In the add-on developed jointly with SLI, all goods movements, stock transfers, percentages, and VOC material losses are now recorded accurately. The system uses this information to create an invoice for the VOC charge at regular intervals, and at the same time generates a balance sheet for the authorities. A similar duty to the VOC charge must also be observed for alcohol. For this purpose, an alcohol list is maintained in the SAP solution. As a result, the authorities can be provided with proof at any time of what quantities of alcohol were imported, with what percentage, and to whom they were delivered. However, this process is considerably more straightforward than the procedure for the VOC charge: “A subsidiary ledger is not maintained here – instead, proof is only provided of where alcohol was delivered to, and in what quantities,” explains the SAP project manager.

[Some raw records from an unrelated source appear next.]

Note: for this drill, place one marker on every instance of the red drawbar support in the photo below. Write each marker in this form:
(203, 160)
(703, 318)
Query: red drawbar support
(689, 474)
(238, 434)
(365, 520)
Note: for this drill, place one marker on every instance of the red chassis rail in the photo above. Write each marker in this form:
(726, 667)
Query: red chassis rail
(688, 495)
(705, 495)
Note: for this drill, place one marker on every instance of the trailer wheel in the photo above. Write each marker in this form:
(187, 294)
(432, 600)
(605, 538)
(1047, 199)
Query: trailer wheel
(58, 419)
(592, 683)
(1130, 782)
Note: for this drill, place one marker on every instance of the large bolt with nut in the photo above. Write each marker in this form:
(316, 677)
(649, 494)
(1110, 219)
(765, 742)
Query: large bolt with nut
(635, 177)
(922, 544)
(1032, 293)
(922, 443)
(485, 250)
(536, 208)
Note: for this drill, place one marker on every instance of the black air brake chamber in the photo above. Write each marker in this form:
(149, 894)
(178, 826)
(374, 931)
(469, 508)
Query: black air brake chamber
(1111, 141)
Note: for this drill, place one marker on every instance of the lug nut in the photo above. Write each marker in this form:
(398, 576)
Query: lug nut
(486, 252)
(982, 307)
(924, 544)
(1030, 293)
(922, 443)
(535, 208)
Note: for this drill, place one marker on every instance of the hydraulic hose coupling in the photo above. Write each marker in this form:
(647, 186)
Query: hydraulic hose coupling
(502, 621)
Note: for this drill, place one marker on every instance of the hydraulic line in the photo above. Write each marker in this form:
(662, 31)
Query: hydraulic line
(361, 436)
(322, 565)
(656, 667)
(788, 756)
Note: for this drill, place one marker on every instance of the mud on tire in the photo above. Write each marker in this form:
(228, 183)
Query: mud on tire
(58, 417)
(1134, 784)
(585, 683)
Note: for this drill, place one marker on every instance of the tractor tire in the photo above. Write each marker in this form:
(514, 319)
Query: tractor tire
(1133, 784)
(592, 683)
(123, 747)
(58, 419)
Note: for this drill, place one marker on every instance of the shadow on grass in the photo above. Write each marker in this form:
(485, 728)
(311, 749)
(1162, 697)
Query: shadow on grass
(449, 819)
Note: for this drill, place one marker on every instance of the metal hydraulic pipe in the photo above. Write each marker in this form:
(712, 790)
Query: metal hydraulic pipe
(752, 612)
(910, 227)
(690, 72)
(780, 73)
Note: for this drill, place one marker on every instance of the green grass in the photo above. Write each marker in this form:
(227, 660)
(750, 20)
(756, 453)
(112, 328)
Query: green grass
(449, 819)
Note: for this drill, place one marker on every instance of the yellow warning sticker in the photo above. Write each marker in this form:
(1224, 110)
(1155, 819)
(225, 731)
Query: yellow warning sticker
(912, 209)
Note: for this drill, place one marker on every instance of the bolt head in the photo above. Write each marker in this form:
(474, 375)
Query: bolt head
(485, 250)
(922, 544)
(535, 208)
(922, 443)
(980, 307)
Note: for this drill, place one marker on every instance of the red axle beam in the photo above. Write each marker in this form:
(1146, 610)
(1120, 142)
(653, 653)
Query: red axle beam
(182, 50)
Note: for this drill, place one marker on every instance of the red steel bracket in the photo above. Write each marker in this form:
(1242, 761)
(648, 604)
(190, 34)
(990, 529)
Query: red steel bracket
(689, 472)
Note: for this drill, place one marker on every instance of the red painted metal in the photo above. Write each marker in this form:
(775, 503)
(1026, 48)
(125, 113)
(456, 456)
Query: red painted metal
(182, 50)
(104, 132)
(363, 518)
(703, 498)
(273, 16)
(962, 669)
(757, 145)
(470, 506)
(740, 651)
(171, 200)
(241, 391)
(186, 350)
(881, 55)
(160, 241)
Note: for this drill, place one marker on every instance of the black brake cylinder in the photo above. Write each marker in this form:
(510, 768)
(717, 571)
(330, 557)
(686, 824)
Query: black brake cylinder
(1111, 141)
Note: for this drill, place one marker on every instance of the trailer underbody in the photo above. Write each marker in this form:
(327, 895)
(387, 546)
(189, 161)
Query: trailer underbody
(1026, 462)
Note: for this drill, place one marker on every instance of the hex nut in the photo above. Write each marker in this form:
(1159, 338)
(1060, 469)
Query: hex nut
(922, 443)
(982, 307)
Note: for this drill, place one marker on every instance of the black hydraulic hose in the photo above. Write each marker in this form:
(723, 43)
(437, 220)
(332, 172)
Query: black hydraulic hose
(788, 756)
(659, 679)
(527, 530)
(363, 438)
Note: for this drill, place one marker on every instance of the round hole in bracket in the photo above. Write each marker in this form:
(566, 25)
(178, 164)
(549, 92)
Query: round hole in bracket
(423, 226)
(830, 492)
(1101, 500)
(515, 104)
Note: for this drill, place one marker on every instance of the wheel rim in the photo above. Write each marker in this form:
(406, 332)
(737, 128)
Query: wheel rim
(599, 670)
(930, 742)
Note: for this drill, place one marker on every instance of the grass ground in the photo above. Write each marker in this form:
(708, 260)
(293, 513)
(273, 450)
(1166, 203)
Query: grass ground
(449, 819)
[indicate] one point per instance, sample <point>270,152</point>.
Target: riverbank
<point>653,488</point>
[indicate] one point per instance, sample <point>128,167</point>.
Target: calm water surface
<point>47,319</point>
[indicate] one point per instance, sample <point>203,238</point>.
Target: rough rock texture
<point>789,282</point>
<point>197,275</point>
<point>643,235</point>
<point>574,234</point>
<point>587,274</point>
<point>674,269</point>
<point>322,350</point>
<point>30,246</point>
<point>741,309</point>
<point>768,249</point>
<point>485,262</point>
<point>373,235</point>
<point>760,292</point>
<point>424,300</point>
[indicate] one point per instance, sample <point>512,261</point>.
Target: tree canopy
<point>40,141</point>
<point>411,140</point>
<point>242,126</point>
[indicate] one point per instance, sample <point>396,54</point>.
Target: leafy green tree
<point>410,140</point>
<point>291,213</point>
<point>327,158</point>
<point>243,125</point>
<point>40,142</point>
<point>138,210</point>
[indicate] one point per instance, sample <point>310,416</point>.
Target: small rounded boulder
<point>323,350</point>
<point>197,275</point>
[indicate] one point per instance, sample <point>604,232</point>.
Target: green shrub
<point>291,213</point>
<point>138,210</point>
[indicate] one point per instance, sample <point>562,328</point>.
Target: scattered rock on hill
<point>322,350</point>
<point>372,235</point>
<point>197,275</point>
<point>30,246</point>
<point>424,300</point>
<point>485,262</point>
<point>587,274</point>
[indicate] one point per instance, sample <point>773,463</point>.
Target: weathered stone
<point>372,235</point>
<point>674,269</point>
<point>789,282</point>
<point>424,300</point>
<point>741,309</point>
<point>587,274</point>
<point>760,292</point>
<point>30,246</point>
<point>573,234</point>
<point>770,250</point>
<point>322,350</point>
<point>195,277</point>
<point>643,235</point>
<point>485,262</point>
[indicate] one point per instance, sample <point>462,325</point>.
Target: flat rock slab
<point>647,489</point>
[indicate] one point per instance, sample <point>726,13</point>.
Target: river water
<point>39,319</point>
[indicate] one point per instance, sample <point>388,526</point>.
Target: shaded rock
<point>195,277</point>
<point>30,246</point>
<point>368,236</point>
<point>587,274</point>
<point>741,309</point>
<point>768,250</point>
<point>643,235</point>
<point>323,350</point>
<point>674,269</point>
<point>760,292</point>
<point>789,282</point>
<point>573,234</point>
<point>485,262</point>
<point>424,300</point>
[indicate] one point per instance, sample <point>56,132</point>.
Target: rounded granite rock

Expensive empties batch-monitored

IT in detail

IT in detail

Another problem at Schweizerhall was a lack of monitoring for the often expensive empties. The empties delivered and returned could not be managed in the legacy system. “We never really knew exactly which customers had which containers, chrome steel tanks, or tank wagons,” states Messmer. After being emptied, the containers were often left at the customer premises for months at a time. “We wanted to educate our customers to return the expensive containers to us as quickly as possible,” continues Messmer. With SAP R/3, the first step towards this goal has already been taken. The expensive containers are assigned individual batch numbers, which enables them to be clearly tracked in the software.
For empties management, an additional data record, or “dummy container,” is generated in SAP during decanting and mixing. The actual container is included in production, and the dummy appears on the production BOM preceded by a minus sign. If Schweizerhall sells goods in a returnable container, the data for the dummy container is automatically moved from the production BOM to a sales BOM, and also appears as an extra item on the delivery note. When the empty container is returned to Schweizerhall in Basel, the dummy is posted back to the original container. As a result, Schweizerhall now knows at the touch of a button which empties have been returned to stock.

Added benefit for maintenance

The container batch number provides an added benefit for the legally required, cyclical maintenance of the containers, because the inspection dates for maintenance are also stored for the number. For example, if legislation dictates that a tank container used to deliver hydrochloric acid must be taken out of circulation after 10 years, and this 10-year period has expired, the system is able to recognize this fact from the information stored for the batch number, and automatically blocks the container from use.

The container batch number is also important for documenting customer validation. For example, Novartis wants deliveries of acetol to be made in the same tank container each time, so that the container does not have to be revalidated each time. While previously, only the employee responsible for filling knew that Novartis wanted to keep reusing a particular container, this information can now be accessed and evaluated at any time using the batch number.